The Club for Old Prague keeps an eye on new building in the Czech capital


By Alena Skodova The Club for Old Prague brings together devotees of old Prague, whose main goal is to protect the city's architectural and urban qualities against insensitive new development. It has just celebrated its 102nd birthday.

The Club for Old Prague has an illustrious history. To find out more about its roots I spoke with one of its members, the architect Martin Krise:

"The club started in a period when in Prague was a big development around the historical core. At the end of the century money came to the centre of the city, and a big reconstruction of the Old Town started after the example of Paris. At that time many historical houses disappeared and were replaced by a new scheme. But people found out that it was not good to destroy everything and started to fight against the magistrate and against the government in Vienna trying to find some rules for building in Prague and to interpret new ideas for preservation. The members were important people of the city council who wanted to express their opinion not to the council, but they wanted to act as private persons."
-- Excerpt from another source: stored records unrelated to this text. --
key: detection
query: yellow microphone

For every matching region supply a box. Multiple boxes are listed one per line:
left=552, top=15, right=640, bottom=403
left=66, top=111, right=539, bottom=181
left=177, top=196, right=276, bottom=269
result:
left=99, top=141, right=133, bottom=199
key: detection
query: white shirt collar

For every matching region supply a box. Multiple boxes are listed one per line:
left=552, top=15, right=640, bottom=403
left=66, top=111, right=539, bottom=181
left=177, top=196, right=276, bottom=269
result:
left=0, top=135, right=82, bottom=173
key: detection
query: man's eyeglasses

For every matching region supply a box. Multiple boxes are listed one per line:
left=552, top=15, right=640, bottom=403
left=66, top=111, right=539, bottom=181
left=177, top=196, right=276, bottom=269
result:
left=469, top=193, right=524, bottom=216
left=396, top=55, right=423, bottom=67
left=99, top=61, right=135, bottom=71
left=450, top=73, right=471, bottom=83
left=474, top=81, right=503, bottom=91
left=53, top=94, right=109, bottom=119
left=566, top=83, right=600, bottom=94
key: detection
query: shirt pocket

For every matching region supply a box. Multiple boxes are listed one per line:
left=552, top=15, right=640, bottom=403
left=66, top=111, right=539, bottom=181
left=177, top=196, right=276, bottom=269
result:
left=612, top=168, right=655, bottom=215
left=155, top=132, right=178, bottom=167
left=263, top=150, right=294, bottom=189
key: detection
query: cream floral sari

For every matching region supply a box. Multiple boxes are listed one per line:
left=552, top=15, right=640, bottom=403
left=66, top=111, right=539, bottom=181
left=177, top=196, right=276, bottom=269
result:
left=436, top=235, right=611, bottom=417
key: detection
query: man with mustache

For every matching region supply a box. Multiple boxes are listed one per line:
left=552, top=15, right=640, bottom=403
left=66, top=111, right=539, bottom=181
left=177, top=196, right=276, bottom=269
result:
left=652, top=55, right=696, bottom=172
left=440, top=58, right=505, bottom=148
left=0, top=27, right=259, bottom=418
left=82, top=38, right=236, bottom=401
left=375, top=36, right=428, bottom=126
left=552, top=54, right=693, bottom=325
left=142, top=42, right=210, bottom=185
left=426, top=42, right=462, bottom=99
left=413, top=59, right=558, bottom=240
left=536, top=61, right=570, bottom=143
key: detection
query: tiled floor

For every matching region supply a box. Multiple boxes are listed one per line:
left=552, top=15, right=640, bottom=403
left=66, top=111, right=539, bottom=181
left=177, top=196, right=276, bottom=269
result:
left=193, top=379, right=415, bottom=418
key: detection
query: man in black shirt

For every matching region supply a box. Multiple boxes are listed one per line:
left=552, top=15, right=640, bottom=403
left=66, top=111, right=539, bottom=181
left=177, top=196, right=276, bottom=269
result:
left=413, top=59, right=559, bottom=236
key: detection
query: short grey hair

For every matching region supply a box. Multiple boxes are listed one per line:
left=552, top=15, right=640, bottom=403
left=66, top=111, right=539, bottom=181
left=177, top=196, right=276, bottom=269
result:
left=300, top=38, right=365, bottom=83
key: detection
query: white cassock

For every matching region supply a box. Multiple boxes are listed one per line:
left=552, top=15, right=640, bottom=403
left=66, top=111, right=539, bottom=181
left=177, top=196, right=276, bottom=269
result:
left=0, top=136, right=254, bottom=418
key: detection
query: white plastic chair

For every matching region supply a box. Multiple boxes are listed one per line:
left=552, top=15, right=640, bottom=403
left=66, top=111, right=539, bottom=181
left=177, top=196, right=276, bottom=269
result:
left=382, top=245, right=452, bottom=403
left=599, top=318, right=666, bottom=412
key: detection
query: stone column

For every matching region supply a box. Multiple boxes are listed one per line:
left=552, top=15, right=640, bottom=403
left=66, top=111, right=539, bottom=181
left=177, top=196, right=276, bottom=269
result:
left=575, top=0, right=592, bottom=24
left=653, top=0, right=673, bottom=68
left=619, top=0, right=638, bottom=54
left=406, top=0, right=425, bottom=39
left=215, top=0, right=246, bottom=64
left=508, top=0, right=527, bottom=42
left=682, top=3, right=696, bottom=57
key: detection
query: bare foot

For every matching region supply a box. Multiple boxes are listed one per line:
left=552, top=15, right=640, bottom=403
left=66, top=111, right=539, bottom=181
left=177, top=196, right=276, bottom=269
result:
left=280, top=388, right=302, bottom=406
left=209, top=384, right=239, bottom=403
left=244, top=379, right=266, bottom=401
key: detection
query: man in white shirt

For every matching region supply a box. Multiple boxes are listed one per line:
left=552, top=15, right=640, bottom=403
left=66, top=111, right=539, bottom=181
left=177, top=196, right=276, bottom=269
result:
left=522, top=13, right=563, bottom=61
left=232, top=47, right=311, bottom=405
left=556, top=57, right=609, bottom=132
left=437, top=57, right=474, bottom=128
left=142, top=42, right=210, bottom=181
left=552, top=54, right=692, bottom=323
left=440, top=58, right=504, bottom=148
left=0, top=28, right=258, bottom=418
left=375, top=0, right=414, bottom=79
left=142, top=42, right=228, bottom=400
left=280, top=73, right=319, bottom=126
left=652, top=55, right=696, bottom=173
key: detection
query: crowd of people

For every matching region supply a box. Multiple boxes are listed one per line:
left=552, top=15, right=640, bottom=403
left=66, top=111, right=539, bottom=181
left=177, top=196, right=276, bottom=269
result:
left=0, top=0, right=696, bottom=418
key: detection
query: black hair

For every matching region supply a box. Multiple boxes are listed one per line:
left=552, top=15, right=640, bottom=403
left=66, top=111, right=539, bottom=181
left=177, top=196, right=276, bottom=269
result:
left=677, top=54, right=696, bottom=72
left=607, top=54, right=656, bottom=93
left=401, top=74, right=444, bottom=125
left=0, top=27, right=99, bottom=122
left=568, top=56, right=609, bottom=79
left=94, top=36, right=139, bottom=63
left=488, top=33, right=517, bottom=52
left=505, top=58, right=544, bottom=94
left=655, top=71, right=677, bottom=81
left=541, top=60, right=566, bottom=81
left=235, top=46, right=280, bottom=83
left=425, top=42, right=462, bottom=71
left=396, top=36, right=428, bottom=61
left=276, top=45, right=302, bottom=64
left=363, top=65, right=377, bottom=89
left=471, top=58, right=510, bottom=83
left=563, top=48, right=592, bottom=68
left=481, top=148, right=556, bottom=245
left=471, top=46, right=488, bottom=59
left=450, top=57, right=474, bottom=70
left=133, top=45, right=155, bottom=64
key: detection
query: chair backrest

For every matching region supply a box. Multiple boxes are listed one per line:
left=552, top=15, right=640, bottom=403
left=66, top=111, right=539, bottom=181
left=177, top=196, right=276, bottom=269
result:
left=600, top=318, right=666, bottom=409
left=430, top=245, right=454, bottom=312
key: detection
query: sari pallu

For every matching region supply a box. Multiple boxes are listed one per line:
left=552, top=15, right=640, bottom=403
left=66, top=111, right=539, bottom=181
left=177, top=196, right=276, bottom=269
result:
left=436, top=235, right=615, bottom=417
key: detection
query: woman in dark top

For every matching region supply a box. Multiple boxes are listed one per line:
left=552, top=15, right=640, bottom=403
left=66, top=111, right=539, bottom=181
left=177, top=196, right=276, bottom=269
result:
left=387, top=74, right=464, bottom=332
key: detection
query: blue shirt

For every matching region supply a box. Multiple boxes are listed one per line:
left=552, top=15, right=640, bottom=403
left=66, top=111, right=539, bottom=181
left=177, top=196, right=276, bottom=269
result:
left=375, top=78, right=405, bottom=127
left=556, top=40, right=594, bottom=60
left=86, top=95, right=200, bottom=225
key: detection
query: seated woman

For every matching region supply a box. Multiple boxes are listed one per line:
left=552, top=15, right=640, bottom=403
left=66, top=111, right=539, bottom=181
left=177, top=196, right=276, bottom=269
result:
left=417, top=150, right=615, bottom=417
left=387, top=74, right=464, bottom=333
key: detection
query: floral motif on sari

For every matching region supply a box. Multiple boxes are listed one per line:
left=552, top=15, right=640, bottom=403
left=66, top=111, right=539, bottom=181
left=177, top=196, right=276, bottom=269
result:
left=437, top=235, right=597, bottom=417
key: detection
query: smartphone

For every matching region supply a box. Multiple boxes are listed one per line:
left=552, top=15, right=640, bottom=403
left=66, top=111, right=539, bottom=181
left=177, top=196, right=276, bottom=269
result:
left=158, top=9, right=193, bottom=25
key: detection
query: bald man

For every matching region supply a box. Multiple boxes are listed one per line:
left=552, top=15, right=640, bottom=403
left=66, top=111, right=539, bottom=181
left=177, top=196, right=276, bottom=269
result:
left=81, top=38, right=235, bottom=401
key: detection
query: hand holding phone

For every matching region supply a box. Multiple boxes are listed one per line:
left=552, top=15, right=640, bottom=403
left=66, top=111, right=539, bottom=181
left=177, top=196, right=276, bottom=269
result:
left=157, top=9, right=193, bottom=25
In the course of over a hundred years, the Club for Ancient Prague has fought many a battle, but only some ended in victory. Mr. Krise told me about one of the most famous cases:

"We have had some victories and of course many disasters, but this one is very nice and it was very simple: Charles bridge, which is one of the most beautiful bridges in the world, had a tram - and that old tram, because the bridge was so beautiful, had no wires, but a cable beneath the pavement. They maintained it very badly and it did not work well, and the magistrate came to the idea that there should be wires above the tram. The Club for Old Prague was against it and an architect drew a sketch of Prague Castle and St. Vitus cathedral and the statues on the bridge - and the wires. It was so simple that everybody could understand this very quickly, so the public opinion was so strong that wires were not allowed. Another bridge was built and the tram was removed onto the new bridge."

Since the fall of Communism, which has seen a huge building boom in Prague, the Club for Old Prague has been closely watching developments in the city centre and has been assessing their integration into the existing fabric of the city - especially since 1992, when Prague's ancient centre was included in the UNESCO list of World Heritage Sites.